DIY 10 again demonstrated that artists are extremely good at conceiving and managing complex and often demanding professional development initiatives. The role of the host organisations in DIY 10 was to facilitate, advise and support rather than organise and control. Each DIY 10 lead artist conceived their project, submitted an application detailing their idea, prepared publicity copy, managed recruitment of participants, handled all relevant participation fees, booked all necessary venues, facilitated their training day(s), and wrote an appraisal report. Each lead artist received £1,000, which covered their fee and all direct project costs, including venue hire, travel, materials and hospitality. Two artists chose to seek a small fee from participants which further contributed to their project costs. For the first time we offered an increased award of £1400 to Kira O’Reilly for a particularly ambitious DIY in body combat.

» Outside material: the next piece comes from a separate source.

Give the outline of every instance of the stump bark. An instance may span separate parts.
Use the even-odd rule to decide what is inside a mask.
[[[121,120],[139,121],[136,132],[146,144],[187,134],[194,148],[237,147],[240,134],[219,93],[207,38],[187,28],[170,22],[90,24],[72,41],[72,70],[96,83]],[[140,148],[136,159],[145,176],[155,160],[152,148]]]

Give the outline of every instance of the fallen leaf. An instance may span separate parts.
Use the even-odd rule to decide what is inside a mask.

The Live Art Development Agency and its partners financed and secured additional funding for the initiative, distributed a Call for Proposals via email, selected the lead artists through an open submission process, advised lead artists about the logistical and conceptual focus of their project, publicised the 23 projects under the DIY 10 umbrella through a Call for Participants, organised a final networking event — the ‘DIY picnic’— for all participants, in collaboration with The Yard, and collated this summary report.

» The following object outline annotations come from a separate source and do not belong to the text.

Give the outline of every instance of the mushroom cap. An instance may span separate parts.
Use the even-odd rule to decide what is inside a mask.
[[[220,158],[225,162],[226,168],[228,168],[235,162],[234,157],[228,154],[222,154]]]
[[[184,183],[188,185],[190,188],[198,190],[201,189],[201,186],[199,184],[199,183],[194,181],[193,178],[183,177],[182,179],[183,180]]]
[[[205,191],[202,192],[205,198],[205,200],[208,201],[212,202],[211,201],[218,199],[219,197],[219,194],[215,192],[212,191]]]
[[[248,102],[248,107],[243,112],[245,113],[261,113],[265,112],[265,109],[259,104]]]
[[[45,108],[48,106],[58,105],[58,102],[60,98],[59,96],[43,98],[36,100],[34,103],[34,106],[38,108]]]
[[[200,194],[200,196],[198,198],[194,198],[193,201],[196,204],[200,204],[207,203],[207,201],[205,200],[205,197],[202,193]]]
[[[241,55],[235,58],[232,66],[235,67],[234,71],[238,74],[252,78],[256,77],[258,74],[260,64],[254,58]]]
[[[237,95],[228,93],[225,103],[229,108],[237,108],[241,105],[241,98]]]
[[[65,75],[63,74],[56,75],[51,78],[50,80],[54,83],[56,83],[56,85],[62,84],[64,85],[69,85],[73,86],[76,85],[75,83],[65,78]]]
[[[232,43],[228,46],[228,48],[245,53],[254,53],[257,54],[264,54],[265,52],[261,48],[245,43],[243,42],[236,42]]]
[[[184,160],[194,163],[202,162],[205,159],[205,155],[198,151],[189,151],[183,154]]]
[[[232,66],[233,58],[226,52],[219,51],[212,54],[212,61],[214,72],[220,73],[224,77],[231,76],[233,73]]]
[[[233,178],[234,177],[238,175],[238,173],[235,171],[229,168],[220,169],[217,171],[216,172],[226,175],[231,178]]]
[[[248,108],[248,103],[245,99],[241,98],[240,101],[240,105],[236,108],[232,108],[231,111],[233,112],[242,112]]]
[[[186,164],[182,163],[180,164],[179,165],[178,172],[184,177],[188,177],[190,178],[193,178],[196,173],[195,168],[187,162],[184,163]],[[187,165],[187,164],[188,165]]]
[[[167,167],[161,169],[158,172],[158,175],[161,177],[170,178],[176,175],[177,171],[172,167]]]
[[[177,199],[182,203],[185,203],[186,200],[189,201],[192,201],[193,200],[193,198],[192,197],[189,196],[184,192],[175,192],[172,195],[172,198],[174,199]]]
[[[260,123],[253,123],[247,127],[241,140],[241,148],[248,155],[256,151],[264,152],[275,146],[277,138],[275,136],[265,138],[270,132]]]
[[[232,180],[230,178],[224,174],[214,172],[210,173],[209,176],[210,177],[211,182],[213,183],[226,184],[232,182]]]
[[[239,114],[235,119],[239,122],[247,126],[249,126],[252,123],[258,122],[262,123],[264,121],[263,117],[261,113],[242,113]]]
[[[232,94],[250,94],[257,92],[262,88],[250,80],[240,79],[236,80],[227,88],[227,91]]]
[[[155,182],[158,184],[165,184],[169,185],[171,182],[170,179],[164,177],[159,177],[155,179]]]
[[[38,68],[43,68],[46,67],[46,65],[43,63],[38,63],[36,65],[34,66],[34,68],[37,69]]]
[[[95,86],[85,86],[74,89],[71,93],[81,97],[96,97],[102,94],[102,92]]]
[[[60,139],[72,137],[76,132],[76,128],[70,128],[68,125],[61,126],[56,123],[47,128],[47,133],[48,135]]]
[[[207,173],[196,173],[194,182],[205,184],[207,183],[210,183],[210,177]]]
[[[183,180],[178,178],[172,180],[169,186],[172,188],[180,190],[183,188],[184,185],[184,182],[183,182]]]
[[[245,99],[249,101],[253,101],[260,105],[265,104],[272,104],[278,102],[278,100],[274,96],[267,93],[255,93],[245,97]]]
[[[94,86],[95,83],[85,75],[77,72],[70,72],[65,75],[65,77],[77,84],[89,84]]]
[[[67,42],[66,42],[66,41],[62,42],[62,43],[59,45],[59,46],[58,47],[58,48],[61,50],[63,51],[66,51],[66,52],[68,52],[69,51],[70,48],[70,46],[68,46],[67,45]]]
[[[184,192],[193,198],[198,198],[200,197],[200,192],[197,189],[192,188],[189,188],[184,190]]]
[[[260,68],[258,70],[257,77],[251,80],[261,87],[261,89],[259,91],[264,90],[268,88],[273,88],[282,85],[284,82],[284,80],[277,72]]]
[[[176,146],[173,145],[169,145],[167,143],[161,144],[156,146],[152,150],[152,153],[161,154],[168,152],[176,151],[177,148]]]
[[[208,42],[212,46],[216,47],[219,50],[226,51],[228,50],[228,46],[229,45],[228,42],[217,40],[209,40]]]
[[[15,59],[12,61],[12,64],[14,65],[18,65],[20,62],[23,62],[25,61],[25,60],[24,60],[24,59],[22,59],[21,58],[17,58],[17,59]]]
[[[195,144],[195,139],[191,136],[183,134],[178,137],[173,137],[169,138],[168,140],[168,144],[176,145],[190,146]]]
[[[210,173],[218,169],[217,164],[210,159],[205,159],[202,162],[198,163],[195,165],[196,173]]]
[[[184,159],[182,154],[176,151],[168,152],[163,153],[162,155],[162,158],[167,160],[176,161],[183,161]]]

Like previous DIY programmes, DIY 10 proved to be a very successful, instrumental, and cost effective initiative. Plans are already in place for DIY 11: 2014, which will develop the success of 2013 offering even more DIY awards in collaboration with over 20 DIY partners. It will also see our first international DIY taking place in partnership with Create, Ireland
Future development and refinement could include:
Access to more tailored advice and guidance for the lead artists (if and when assistance is required).

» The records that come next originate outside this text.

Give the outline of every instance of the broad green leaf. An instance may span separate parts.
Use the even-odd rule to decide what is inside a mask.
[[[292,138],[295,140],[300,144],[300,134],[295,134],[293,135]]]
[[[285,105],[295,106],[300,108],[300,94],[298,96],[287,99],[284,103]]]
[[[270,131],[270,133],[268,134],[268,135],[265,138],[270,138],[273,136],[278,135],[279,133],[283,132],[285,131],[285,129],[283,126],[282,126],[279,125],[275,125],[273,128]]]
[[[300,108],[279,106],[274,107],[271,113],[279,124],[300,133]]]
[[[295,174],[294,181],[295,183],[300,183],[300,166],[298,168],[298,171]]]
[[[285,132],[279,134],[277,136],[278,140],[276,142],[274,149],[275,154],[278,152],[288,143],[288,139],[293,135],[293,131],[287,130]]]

The inclusion of travel budgets to enable greater networking between project leaders and participating artists.
A higher-profile evaluation of the projects, possibly through an event and/or publication that facilitates the sharing of outcomes and discussion of best practice.
A more generous financial base that provides artists' fees commensurate with the amount of time required to initiate, manage and evaluate a project, and remuneration for the host organisations.
Increased networking opportunities for the partner organizations to build relationships.
DIY 10 focused on professional development within the Live Art sector. It is clear that the principles and form of the DIY programme would successfully translate to other artform practices.
DIY 10’s partner organisations were Abandon Normal Devices (North West), Artsadmin (national), Buzzcut with Imaginate (Scotland), Cambridge Junction (East), Chapter Arts Centre (Wales), Chelsea Theatre (London), Colchester Arts Centre (East), Compass Live Art (Yorkshire), Duckie (London), Fierce Festival (West Midlands), Forest Fringe (Scotland), In Between Time (South West), Live at LICA (North West), National Theatre Wales (Wales), Norwich Arts Centre (East), Platform (national), The Showroom, University of Chichester (South East), Sound and Music (national), Yorkshire Sculpture Park (Yorkshire), The Works: Dance and Theatre Cornwall and University College Falmouth (South West). With additional support from Create (Ireland).